Uma noite o sol vai brilhar
Não mais. Não era mais possível continuar. A bordo, sem qualquer companhia (gostava de viajar sozinho), nos braços uma tatuagem de uma deusa grega, talvez, Atenas. Era perceptível nos gestos e fisionomia contida, que era sua primeira viagem. Conhecia outros lugares, mas para aquele era a primeira, embora, já havia programado para outras épocas, sempre adiadas sem saber por qual razão. Viagem sempre pensada, sempre adiada por circunstâncias quase sempre inexplicáveis.
Por vezes marcou viagem com expectativa de não acontecer. A considerar a companhia era quase certo às últimas horas ainda haver surpresas. E supresas sempre haviam. E tudo acontecia, menos o combinado.
Estranho, pensou consigo, como as coisas acontecem independente de nossas vontades. Pouco importa se não desejo mais viajar, se não quero mais entrar nesse avião. Nada do que eu possa desejar, nada, absolutamente nada, deixará de acontecer somente porque não desejo. Outras pessoas, nesse mesmo avião, viajarão. O avião irá decolar queira eu ou não! Ao pensar nas circunstâncias e consequências que independem de sua vontade, o sorumbático passageiro, se deu conta da própria pequenez de sua existência quando colocada frente a frente com a realidade do mundo.
Uma passageira passa e ele olha. " de onde vem essa pessoa, que livros já leu, gosta de cinema, teatro?", fez essas essas perguntas.

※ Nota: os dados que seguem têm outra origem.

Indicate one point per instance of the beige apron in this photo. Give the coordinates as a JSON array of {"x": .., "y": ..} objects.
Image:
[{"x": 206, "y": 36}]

Ouvir os passos da mulher que se sentara na poltrona atrás da sua, despertou a curiosidade de se perguntar "como é ter uma vida onde se ouve o próprio passo, o eco do toque da sola do sapado no contato com o piso?" Sem pensar numa resposta, abriu um pequeno livro de bolso.
Estava claro, no entanto, que, depois de se reter num pensamento que não levava a conclusão alguma, se dispôs, como quem se dispõe a matar a sede mesmo com um copo de vinagre, que não abriria mão, nunca abria mão, da possibilidade de se aventurar numa viagem só concebida no pensamento. Conceder -se essa possibilidade, mais que qualquer outra conquista, essa peculiar possibilidade, ao contrário de tantas outras vividas, essa, em particular, era como uma nova retomada de sua vida. Era como se tudo que já vivera, tudo que já ouvira, não pudesse, para que tudo tivesse novos sentidos, novos significados, era como se viver ou reviver algo já experienciado não pudesse dividir, para não se somar, ao que estava disposto a correr o risco. Correr novos riscos, novas experiências, era disso que precisava. Estava disposto. Estava mais que disposto. Retoma a leitura suspensa no mesmo instante que a mulher sentou -se logo atrás .
Ver os pássaros da janela, cena jamais reverenciada, cena para ele inexistente porque nunca se deu ao interesse às coisas corriqueiras, não. Todavia, por alguma inexplicável razão , deu-se por dedicar parte de seu dia, sem, no entanto, sem se deixar envolver, deu-se por contemplar situações antes jamais merecedoras dos seus olhos. Era, naturalmente, um sujeito avesso às convenções. Não gostava de eventos badalados. Não gostava de festas. Era dedicado às coisas simples e sem visibilidade. Não era misantropo, só gostava da vida reclusa e sem convenções. Por isso, nunca se dera ao trabalho de observar o voo dos pássaros, o colorido das flores, nem, e isso menos ainda, se deter para ouvir o canto dos pássaros. Era um sujeito, por assim dizer, pragmático. Cada coisa tinha sua própria razão de ser e isso lhe bastava. Intransigente com as coisas efêmeras, isto é, não se permitia deter-se, nem por etiqueta social, a momentos, por mínimos e insignificantes que fossem, nos quais, ou melhor, dos quais, a melhor possibilidade era o aborrecimento. Era um homem ciente do seu tempo; cada momento, cada evento, tinha sua própria razão. Por uma quase religião, tinha por habito reter-se em pensamentos nunca revelados. Era como se desconectasse de tudo exterior. Fica assim por horas. Dizia que não era meditação, que para meditar é preciso conectar-se com outra "realidade" e que dessa maneira não era diferente de estar no mundo real. Era uma falsa saída dessa realidade para entrar em outra. O que ele fazia era como se saísse do seu corpo. Era como se tudo que lhe dava sentido de vida saísse do seu corpo, inclusive seus sinais vitais.
No espaço traçado com leves movimentos das mãos, uma rosa se pode vislumbrar. Não disse nada; fechou o caderno e saiu e sumiu na multidão. Era noite, o Sol vai brilhar.